Continuous Monitoring & Incident Management: In OT, Silence Does Not Mean Safety

Continuous Monitoring & Incident Management: In OT, Silence Does Not Mean Safety

Many facilities run OT with minimal security visibility. IT has EDR, SIEM, SOC workflows. OT often has none. This creates a dangerous assumption: “If there are no alarms, there is no problem.” OT attackers rely on that assumption. Many OT attacks are quiet: slow lateral movement, credential misuse, covert persistence, or subtle process manipulation.

A realistic nightmare: an attacker gets into OT but does nothing disruptive at first. They observe traffic, learn how HMIs communicate with PLCs, understand command patterns, and map the process. Then they issue commands that look “normal” but shift parameters over time. Without logs, network detection, time synchronization, and session recording, you may not notice for weeks.
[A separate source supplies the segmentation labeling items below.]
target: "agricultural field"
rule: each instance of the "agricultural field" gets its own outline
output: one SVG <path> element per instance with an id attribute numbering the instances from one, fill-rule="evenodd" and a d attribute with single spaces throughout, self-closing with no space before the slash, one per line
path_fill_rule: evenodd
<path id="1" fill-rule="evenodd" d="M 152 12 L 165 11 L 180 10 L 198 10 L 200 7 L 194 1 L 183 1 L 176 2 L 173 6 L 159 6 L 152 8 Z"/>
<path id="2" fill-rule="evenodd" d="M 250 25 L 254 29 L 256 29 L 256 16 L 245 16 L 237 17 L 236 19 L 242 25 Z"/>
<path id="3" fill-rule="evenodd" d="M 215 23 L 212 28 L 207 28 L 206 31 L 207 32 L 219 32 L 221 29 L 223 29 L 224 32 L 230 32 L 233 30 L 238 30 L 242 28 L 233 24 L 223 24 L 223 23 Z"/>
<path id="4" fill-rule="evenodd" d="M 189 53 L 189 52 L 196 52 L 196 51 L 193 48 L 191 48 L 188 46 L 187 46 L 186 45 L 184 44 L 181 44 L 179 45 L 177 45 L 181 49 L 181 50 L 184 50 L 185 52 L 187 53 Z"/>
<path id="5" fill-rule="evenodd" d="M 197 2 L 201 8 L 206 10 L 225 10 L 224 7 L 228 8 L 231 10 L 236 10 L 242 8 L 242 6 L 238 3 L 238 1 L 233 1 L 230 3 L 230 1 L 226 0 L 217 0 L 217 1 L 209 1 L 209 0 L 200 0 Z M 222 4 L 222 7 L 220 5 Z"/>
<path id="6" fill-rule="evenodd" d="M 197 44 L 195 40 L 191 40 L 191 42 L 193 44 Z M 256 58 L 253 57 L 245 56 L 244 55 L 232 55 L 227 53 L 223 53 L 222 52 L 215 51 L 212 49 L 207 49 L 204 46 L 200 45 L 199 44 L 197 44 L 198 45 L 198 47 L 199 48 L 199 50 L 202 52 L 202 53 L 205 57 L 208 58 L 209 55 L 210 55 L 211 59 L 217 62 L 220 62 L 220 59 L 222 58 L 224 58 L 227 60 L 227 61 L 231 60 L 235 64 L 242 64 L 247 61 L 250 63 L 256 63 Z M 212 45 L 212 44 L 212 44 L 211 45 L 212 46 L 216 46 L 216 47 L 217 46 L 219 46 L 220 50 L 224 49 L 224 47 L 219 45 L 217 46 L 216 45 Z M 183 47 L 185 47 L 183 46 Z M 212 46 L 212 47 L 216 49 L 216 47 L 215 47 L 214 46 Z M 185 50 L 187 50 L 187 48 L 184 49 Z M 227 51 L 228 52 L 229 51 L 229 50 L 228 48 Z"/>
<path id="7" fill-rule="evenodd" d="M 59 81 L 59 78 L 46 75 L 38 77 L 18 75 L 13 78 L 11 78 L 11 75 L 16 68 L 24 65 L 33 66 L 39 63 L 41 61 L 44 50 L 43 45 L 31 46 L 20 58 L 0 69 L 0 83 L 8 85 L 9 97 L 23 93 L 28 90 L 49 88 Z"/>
During that time, you suffer quality loss and maintenance cost increases, with no clear explanation.

OT monitoring typically has two layers:

  1. Network-based detection (NDR/IDS): sensors that understand OT protocols and flag anomalies.

  2. Log collection and correlation: jump host logs, firewall logs, identity events, SCADA/historian logs, remote access records.

Even a baseline incident management capability dramatically improves outcomes:

  • Who connected, when, and from where?

  • Are there unexpected inter-zone flows?

  • Did a new device appear on the network?

  • Did PLC logic change?

  • Were HMI/SCADA configurations modified?

  • Are there repeated authentication failures or unusual remote sessions?

A mature OT incident workflow avoids panic-driven “shortcuts” (disabling firewalls, opening wide RDP). Instead, it runs a controlled playbook:

  • Contain: isolate the affected zone/conduit, preserve continuity elsewhere.

  • Collect evidence: logs, packet captures, session recordings, system snapshots.

  • Recover: restore using DR runbooks and validated golden images.

  • Root cause: identify entry vector and persistence mechanism.

  • Harden: close access gaps, tighten segmentation, enforce MFA, patch where feasible.

The business case is simple: without monitoring, security is guesswork. With monitoring, you can measure, detect early, and respond before the impact becomes catastrophic. OT security is rarely about “perfect prevention.” It’s about early detection and controlled response to minimize downtime and safety risk.